De commissie komt 23 januari 2008 met een pakket maatregelen gericht op hernieuwbare energie (verdeling van doelstellingen over de lidstaten) en met een nieuw kader voor de emissiehandel.

Klimaat en energiebeleid werkt volgens Luc Werring toch eigenlijk het beste via regelgeving. Europese maatregelen / richtlijnen die goed werken zijn:
Label op huishoudelijke apparaten, energievoorschriften per apparaat, verplicht aandeel groene elektriciteit, de bouwrichtlijn, biobrandstoffenrichtlijn, warmtekrachtkoppeling richtlijn en de richtlijn ecodesign.
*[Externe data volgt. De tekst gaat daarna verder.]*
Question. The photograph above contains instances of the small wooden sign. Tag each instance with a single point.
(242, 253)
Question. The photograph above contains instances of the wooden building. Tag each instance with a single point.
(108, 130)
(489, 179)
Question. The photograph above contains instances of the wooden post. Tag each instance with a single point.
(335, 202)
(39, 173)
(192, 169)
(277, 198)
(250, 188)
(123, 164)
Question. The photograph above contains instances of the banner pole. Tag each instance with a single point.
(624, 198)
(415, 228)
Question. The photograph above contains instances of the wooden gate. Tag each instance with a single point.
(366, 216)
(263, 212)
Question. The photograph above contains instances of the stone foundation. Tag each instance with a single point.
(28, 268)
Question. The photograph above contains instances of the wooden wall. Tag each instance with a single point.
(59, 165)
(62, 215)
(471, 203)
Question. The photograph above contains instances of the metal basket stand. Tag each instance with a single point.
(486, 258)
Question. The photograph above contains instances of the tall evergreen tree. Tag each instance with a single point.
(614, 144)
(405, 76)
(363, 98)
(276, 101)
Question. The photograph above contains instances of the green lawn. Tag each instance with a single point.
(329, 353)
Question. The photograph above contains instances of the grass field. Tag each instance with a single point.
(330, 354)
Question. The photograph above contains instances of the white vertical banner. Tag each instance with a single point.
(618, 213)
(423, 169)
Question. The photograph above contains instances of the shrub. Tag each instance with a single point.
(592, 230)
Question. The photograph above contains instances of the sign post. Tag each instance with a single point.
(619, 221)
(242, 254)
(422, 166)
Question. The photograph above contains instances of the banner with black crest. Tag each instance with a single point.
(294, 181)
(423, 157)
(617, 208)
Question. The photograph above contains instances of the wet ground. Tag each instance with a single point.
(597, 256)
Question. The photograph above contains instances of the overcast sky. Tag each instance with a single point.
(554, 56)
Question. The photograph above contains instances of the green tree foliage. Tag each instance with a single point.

Concluderend stelt hij dat er te hoge verwachtingen zijn van de werking van emissiehandel, dat energie-efficiencymaatregelen prima werken, dat voor hernieuwbare energie vooral veel geld nodig is, dat de voorzieningszekerheid een politiek lastig punt is en dat regelgeving in het klimaat en energiebeleid meer zekerheid geeft dan marktwerking.

 

Inleiding Helma Kip

Voordat Helma Kip met haar betoog doorgaat, stelt zij voor de discussie over de emissiehandel eerst wat verder uit te diepen. De grote vraag die daar speelt is of rechten aan bedrijven toegekend moeten worden of dat rechten geveild moeten gaan worden. In de discussie komt uiteindelijk de mening naar voren dat emissiehandel eigenlijk alleen maar goed kan werken als het een mondiaal systeem is, als er geen nieuwe rechten aan nieuwe binnenkomers worden gegeven, en als er jaarlijks rechten geveild worden door de overheid. Daarbij komt dat de prijs voor CO2 veel hoger zou moeten zijn dan nu het geval is.

CO2-opslag is feitelijk een systeem dat weer verlies brengt in de energie efficiency, omdat er meer doorzet voor nodig is, wil het goed kunnen werken. De vraag is of je nu al voor CO2 –opslag zou moeten kiezen, omdat het een duur systeem is en het dan feitelijk neerkomt op een keuze tussen opslag of duurzame energie. Volgens Helma Kip gaat het om een afwegen: als straks blijkt dat duurzame energie, energie-efficiency en energiebesparing niet voldoende helpen, dan blijven volgens haar CO2 opslag en kernenergie over. Er zou ook een link gelegd moeten worden met de emissiehandel, door de opslag daarin mee te rekenen.
Voor energie-efficiency zou een benchmark ingesteld moeten worden op Europees niveau. De Commissie wil daar nog niet aan.
Duurzame energie zou vooral op Europees niveau geregeld moeten worden, met duidelijke targets en groencertificaten (garantie van oorsprong).
In Nederland betekent duurzame energie biomassa en wind. Daarbij vooral ook inzet van reststromen en warmtebenutting. Dit laatste is nog een moeizaam proces, omdat het veel investeringen vergt en pas op den duur baten oplevert. Er wordt momenteel nog te weinig geïnvesteerd in warmtebenutting.

Concluderend zou GroenLinks zich Europees gezien volgens Helma Kip vooral op energiebesparing, energie-efficiency en hernieuwbare/duurzame energie moeten richten.